Выбрать главу

Инженер слушал внимательно, соглашаясь кивал, и раз за разом подливал из фляги в стакан заводчика, потому тот быстро хмелел, но, налегая на закуску, так же быстро приходил в себя. В отличии от попутчика, инженер оставался трезв, и, когда коньяк закончился, предложил заводчику освежиться крепким чаем, за которым сам вызвался сходить. Хотя для вызова проводника в купе находился шнурок колокольчика, прикреплённого над дверью снаружи. Однако, после чая глаза заводчика наоборот стали слипаться, и вскоре Глеб Валерьянович погрузился в глубокий сон, временами коротко похрапывая.

На следующий день заводчик проснулся с головной болью и тошнотой, но списал всё это на похмелье. А размеренная поездная жизнь шла своим чередом: попутчики читали газеты, обсуждая прочитанное, рассуждали о политике, завтракали, обедали и ужинали в вокзальных ресторанах и ресторанчиках во время остановок. После приёма пищи Адам Францевич курил, стоя на перроне. Он элегантным движением доставал дорогой серебряный портсигар с одноглавым орлом на крышке и драгоценным камешком вместо орлиного глаза, а потом ловко — одним движением заправлял папиросу в мундштук, отделанный янтарём. Никто не обращал на курящего пассажира внимание — многие вокруг курили, но его взгляд всегда был направлен на толпу людей, покидающих вагоны или стремящихся к ним. А вот, когда к Адаму Францевичу приближался наряд дорожной полиции, дежуривший на привокзальной территории, инженер медленно и аккуратно отворачивался.

И вот наконец благообразный проводник, продвигаясь по вагону наших знакомых, объявил:

— Уважаемые дамы и господа! Через двадцать минут наш поезд «Варшава-Санкт-Петербург» пребывает на станцию Александровская. Это последняя остановка перед конечным пунктом следования — столицей Российской Империи, городом Санкт-Петербургом!

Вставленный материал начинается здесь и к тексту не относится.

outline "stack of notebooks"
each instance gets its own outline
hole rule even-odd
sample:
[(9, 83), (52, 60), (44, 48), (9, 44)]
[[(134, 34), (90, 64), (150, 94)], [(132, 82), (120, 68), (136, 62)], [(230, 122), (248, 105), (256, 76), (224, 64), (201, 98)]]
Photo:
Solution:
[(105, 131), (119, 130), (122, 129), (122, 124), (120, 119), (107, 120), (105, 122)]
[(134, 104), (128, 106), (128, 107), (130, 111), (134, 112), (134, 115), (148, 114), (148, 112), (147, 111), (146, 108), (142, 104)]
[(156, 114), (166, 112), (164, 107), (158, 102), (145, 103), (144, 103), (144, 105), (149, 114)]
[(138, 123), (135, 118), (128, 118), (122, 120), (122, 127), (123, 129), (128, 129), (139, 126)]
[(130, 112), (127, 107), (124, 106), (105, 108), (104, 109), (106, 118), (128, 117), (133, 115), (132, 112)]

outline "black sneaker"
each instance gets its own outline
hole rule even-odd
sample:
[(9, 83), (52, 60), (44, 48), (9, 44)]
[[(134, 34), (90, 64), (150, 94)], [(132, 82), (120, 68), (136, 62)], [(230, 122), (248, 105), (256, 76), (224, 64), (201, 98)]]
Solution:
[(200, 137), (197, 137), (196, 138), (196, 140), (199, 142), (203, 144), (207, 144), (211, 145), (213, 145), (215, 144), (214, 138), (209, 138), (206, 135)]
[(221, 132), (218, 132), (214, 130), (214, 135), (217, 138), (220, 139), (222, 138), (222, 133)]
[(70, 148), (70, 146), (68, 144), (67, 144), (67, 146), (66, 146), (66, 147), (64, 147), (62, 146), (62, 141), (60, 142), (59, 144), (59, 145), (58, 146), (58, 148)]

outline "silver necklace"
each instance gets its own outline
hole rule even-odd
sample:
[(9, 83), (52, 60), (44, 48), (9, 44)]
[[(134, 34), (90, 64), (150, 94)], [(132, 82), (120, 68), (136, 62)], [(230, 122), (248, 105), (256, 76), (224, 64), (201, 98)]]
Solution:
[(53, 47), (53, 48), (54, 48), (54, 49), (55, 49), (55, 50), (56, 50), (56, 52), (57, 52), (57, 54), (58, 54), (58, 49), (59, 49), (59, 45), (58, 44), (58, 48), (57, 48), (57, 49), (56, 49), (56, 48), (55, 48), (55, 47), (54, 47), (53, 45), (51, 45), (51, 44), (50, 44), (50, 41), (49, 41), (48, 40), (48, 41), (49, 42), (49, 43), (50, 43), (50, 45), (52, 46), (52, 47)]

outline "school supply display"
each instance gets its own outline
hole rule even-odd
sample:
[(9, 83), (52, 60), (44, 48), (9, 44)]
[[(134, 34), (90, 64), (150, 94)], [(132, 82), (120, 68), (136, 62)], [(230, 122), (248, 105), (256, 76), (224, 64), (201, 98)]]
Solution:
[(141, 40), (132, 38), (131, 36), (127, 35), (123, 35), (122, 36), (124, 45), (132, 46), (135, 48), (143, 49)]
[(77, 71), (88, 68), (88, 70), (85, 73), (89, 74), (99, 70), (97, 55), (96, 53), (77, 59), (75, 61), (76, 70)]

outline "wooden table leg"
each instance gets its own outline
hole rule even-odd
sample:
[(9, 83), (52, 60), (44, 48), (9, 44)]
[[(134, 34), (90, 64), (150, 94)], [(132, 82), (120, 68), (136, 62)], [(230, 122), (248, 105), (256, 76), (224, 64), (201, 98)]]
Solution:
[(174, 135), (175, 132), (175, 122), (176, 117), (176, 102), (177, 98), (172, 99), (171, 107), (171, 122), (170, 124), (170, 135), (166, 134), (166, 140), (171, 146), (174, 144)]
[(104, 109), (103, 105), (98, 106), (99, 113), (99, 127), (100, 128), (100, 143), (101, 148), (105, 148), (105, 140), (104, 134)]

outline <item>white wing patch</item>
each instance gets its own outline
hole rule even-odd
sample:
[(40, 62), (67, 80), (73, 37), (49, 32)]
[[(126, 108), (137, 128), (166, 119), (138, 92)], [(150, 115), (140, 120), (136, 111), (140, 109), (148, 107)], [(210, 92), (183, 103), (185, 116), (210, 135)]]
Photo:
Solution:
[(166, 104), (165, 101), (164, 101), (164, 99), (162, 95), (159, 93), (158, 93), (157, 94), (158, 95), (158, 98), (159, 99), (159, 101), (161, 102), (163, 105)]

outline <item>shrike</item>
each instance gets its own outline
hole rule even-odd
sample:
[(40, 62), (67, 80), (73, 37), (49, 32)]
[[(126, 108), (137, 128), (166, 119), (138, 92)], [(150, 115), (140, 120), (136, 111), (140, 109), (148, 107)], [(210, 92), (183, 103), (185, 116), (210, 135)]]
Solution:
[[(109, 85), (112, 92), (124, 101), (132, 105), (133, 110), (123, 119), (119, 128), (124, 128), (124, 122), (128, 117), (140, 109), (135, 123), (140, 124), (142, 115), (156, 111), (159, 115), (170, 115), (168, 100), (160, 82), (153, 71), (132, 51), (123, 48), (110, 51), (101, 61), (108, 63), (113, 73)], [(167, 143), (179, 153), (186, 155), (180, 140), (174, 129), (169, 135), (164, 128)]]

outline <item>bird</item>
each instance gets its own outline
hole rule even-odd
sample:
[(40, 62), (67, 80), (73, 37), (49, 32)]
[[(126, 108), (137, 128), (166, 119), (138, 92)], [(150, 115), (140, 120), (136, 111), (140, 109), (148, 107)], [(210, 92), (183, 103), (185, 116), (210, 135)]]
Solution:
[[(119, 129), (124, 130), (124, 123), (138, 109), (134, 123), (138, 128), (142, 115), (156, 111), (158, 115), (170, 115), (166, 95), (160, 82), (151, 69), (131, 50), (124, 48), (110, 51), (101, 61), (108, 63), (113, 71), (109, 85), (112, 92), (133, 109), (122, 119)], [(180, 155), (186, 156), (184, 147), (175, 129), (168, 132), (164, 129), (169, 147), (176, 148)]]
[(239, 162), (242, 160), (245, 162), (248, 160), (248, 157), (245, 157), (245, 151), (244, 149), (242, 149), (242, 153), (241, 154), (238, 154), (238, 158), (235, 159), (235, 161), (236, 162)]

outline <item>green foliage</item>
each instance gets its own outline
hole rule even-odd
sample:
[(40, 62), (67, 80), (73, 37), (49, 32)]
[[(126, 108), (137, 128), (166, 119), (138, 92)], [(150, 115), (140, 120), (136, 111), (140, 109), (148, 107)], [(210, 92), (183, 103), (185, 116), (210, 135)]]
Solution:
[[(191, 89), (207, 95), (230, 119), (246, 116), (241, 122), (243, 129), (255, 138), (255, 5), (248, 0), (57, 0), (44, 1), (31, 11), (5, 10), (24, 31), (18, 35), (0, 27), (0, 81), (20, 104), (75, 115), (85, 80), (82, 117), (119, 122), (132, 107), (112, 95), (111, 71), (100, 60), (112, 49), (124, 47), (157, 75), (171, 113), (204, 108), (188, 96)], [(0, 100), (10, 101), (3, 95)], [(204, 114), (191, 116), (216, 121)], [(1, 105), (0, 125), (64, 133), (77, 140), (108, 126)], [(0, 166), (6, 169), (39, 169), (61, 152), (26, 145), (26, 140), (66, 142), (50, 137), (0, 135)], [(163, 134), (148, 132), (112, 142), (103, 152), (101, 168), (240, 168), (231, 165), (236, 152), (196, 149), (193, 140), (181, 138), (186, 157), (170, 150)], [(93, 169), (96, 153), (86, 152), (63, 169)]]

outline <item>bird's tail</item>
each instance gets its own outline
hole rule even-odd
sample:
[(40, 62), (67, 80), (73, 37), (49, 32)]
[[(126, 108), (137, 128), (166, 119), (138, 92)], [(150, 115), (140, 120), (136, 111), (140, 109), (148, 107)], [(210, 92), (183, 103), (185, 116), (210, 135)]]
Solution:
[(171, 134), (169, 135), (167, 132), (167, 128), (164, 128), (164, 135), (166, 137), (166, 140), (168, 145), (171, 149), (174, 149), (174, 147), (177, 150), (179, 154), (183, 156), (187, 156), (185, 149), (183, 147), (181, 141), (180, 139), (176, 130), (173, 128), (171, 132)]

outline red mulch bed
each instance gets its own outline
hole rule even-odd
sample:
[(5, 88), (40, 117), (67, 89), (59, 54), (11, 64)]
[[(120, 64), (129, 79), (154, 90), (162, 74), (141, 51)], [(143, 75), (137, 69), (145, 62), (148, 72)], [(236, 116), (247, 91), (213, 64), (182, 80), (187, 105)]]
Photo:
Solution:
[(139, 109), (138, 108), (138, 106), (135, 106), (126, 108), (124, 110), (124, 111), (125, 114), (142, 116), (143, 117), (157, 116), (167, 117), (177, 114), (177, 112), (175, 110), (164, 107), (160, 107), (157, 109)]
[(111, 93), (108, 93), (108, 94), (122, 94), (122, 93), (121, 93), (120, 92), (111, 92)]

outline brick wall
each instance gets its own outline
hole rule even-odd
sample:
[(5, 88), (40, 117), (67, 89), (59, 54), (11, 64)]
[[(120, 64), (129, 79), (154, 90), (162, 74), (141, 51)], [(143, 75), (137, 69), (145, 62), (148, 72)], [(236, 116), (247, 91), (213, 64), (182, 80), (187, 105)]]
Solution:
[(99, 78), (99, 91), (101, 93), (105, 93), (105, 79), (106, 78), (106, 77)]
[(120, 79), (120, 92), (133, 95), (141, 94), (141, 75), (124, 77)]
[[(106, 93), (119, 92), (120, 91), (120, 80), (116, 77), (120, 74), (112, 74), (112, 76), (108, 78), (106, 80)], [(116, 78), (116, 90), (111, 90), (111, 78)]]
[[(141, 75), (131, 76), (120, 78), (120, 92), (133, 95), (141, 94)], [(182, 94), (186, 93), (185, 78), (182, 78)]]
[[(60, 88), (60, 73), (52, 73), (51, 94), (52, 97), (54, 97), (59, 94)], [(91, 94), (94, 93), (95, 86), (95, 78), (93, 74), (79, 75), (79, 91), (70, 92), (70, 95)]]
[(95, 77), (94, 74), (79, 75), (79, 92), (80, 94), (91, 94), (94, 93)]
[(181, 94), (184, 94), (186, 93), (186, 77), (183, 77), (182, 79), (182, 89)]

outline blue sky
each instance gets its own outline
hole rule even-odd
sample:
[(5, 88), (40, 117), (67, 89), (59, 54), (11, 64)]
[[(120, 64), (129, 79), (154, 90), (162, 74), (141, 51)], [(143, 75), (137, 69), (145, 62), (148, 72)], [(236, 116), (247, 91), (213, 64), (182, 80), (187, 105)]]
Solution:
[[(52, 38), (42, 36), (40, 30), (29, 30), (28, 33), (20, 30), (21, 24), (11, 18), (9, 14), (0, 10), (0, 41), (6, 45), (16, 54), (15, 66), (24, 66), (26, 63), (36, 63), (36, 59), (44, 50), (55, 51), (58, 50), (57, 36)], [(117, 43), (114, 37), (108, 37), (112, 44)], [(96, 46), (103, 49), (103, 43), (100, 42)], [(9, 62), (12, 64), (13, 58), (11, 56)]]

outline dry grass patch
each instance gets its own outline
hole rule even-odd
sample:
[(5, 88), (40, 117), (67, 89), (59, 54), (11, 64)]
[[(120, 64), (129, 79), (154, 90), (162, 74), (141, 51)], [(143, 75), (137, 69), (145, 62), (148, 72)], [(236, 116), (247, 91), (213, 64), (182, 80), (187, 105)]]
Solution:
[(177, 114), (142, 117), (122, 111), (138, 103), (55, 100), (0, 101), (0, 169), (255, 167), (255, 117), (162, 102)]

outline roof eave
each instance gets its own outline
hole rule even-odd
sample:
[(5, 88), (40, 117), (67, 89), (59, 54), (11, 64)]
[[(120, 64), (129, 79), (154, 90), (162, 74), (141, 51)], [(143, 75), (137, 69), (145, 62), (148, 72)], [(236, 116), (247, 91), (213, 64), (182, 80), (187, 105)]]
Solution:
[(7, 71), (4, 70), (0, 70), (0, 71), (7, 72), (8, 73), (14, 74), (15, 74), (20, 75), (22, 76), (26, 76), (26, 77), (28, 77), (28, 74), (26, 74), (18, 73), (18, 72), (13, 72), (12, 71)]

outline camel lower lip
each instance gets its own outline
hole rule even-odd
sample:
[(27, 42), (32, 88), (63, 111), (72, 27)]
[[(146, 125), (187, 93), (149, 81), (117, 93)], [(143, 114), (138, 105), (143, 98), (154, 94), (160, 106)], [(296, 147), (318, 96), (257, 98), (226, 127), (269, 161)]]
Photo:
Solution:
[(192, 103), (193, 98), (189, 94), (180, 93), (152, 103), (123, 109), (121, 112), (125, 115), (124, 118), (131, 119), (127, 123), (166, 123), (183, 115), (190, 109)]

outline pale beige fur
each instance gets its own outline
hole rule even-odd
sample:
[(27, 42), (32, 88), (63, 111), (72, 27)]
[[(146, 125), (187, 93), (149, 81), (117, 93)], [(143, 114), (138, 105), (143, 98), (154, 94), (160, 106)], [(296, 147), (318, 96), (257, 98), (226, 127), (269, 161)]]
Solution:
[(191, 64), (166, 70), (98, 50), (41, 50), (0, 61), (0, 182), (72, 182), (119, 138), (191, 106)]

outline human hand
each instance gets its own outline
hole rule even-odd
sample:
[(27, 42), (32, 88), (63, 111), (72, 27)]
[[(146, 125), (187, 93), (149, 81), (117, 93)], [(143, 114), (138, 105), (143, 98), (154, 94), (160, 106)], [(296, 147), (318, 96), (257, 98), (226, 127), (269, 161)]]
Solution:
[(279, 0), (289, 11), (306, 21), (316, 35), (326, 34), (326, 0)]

После вчерашнего позднего ужина в привокзальном ресторане, Глеб Валерьянович чувствовал себя неважно: то ли эскалоп оказался непрожаренным, то ли коньяка перепил.

— Печень расшалилась скаженная — жаловался заводчик.

И в очередной приступ дурноты Глеб Валерьянович попросил инженера сопроводить его в тамбур — подышать воздухом из дверного окна. На что Адам Францевич с радостью согласился. Они встали около правой по ходу поезда двери тамбура и Адам Францевич, открыв створку дверного окна, запустил струю свежего воздуха. От вожделения Глеб Валерьянович прикрыл глаза. Через пять минут инженер обратился к заводчику:

— Смотрите, Глеб Валерьянович, никак не могу разглядеть, что написана на стене напротив нас… Много мелких букв и знаков.

— Ну-ка, ну-ка… — ответил заводчик и сделал шаг вперёд, вытягивая шею.

Ладонь правой руки инженера мягко легла на затылок Глеба Валерьяновича. Ещё мгновение, и рука Адама Францевича резко выпрямилась — лицо заводчика впечаталось в стену тамбура, послышался неприятный хруст лицевых костей жертвы. Бесчувственное тело Глеба Валерьянович, оставляя кровавый след на стене, сползло на пол тамбура. Облик Адама Францевича неузнаваемо изменился: в глазах вспыхнула злорадная ярость, рот превратился в узкую щель, а правая бакенбарда отделилась от кожи щеки, пропала и манерность движений. Теперь лже-инженер двигался, как заправский убийца. Раз — и его левая рука выхватила платок из нагрудного кармана жертвы. Два — и кровавого следа на стене тамбура больше нет, а платок порхнул в открытое дверное окно. Три — правая рука с поездным ключом отперла дерь вагона. Четыре — Адам Францевич, подхватив тело заводчика за шиворот и поясную часть брюк, бросил его в проём двери головой вниз. Ещё четыре минуты понадобились Адаму Францевичу на проникновение в купе, сбор своего саквояжа и багажа попутчика, возвращение в тамбур к незапертой двери вагона.

На подходе к Александровской поезд сбросил ход. И Адам Францевич, уже стоявший на ступеньке вагона, спрыгнул на железнодорожную насыпь и распластался на багаже. Но эта предосторожность оказалась ненужной — во всех вагонах поезда люди были поглощены сборами багажа и дорожными хлопотами, в предвкушении скорого и счастливого конца поездки. Никто не обратил внимание на отсутствие двух пассажиров второго класса, никто не смотрел в окна — не интересовался происходящим за ними. В это время все пассажиры оказались заняты исключительно собой, а проводники — потаканием возбуждённой публике.